As an entrepreneurial venture, this could be profitable. Scipione Ammirato, the Italian writer and historian, set up a workshop in Florence and turned out a whole series of them in cooperation with artist-engravers (Congedo, 216). On spec, he sent a family tree of Henry III to the French royal court. He received a reward of 500 gold ducats from Paris for it (Congedo, 274).
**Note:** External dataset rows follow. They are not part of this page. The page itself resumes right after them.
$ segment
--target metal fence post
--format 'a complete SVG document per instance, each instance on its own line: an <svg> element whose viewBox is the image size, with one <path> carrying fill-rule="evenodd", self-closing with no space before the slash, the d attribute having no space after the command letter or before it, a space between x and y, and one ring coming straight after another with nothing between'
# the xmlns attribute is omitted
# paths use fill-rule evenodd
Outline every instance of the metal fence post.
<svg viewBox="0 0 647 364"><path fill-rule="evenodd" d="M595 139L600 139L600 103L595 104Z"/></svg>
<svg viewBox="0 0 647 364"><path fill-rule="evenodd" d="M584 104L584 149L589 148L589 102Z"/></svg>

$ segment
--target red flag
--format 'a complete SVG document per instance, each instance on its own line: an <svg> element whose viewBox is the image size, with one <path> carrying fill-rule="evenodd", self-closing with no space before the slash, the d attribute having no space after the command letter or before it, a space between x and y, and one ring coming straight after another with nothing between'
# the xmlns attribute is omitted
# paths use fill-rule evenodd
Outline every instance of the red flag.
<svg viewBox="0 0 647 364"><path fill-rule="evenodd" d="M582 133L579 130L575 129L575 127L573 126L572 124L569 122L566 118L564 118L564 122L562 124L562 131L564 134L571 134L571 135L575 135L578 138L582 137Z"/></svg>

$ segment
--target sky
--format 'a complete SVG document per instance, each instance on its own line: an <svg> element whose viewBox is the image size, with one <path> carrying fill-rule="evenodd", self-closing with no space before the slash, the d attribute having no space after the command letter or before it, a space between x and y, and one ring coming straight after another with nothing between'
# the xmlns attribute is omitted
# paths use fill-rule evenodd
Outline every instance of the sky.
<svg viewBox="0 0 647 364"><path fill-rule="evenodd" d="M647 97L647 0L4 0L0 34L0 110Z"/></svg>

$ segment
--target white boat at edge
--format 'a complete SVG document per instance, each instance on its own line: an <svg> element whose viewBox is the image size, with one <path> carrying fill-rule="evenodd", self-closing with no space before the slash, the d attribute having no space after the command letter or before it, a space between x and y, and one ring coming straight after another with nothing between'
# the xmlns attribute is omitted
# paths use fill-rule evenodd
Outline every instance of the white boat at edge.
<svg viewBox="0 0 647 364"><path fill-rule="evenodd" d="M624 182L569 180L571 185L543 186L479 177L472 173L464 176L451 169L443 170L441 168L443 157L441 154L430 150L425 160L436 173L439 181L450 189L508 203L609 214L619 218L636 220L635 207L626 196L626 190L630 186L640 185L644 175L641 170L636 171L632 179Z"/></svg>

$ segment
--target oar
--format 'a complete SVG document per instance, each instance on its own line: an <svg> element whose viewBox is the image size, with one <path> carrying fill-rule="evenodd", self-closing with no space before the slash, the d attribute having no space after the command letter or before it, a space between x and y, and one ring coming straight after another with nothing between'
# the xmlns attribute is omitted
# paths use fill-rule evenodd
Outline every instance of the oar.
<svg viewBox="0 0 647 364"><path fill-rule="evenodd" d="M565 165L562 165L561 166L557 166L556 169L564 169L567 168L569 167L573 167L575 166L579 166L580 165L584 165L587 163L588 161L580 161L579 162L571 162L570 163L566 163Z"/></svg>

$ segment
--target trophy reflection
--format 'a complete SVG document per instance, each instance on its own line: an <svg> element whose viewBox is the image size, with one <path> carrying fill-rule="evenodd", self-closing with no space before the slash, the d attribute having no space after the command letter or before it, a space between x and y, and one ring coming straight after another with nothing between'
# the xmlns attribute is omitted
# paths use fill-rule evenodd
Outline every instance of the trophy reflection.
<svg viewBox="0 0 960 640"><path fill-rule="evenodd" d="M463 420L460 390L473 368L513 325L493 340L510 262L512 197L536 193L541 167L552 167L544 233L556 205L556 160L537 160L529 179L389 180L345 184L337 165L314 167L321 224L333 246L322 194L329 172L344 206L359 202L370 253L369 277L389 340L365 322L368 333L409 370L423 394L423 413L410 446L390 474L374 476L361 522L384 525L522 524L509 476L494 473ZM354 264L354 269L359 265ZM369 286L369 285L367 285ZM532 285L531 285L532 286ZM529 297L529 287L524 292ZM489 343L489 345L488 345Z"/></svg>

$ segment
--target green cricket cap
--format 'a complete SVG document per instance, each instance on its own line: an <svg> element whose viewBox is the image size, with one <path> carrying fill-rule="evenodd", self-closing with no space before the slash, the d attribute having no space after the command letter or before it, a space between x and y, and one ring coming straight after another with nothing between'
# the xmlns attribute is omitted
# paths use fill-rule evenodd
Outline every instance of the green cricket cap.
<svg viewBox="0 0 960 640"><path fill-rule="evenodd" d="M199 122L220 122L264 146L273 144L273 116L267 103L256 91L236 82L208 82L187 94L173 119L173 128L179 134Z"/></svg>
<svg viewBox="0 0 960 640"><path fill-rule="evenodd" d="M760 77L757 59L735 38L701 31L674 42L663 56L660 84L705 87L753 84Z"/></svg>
The oldest of Ammirato's trees is probably that of the Hapsburgs of Austria, engraved in 1576. It shows the tree on a high hill over a bay (probably representing Trieste) where a great naval fleet rides at anchor. The original copper plate still exists in Florence, according to the Italian register of cultural heritage, though it is not stated who owns it. An original print from it was sold by the antiquarian bookseller Gonnelli a few years ago as part of a set for 300 euros:
The type continues with Ammirato's 1580 book Delle Famiglie Nobili Napoletane. which contains eight double-page and five single-page engraved illustrations of genealogical trees. Each contains some kind of landscape in the background that can be connected with the dynasty. Here is my plot of part of the tree of Marzani, who were big shots in the Spanish-ruled Kingdom of Naples, from that book:
The conscious idea of presenting a complete family line connected by a woody trunk first shows up in southern German woodcuts in the late 15th century. [Later note: Dr Volker Bauer (see below) has kindly pointed out a magnificent early example in BSB incunable 2 Inc.s.a. 1264 from about 1475 digitized here. There is also a most remarkable tree of heraldic arms in the 1492 Cronecken der Sassen, GW 4963.] This reaches its finest flower in the Ehrenpforte engraved in 1515 by Albrecht Dürer (there's a fine reconstruction of this on Virtuelles Kupferstichkabinett). But Dürer's has no branches.
The tree as a recognizable category of art, a product where artist and customer know what to expect, only shows up later in the sixteenth century. It looks semi-natural, has a bottom root and clearly tiered generations. The oldest example I can find is Robert Peril's 1535 tree of the Hapsburgs made at Antwerp (online: Boijmans Collection).
Examples later than Ammirato's include a fine 1586 tree of the Kings of Saxony by Lorenz Faust which is labelled "Stammbaum," perhaps the first documented use of that word in the German language (the link is to the MDZ in Munich). [Later: Note however a 1515 illustration title "Bawm vnnd Außlegung der Sypschafft ..." here.] The type's later development in Germany and embrace of tree shapes other than oaks has been researched by Volker Bauer of the Herzog August Bibliothek.
But I cannot find any trees of living families from the first third of the 16th century. Has anyone got suggestions?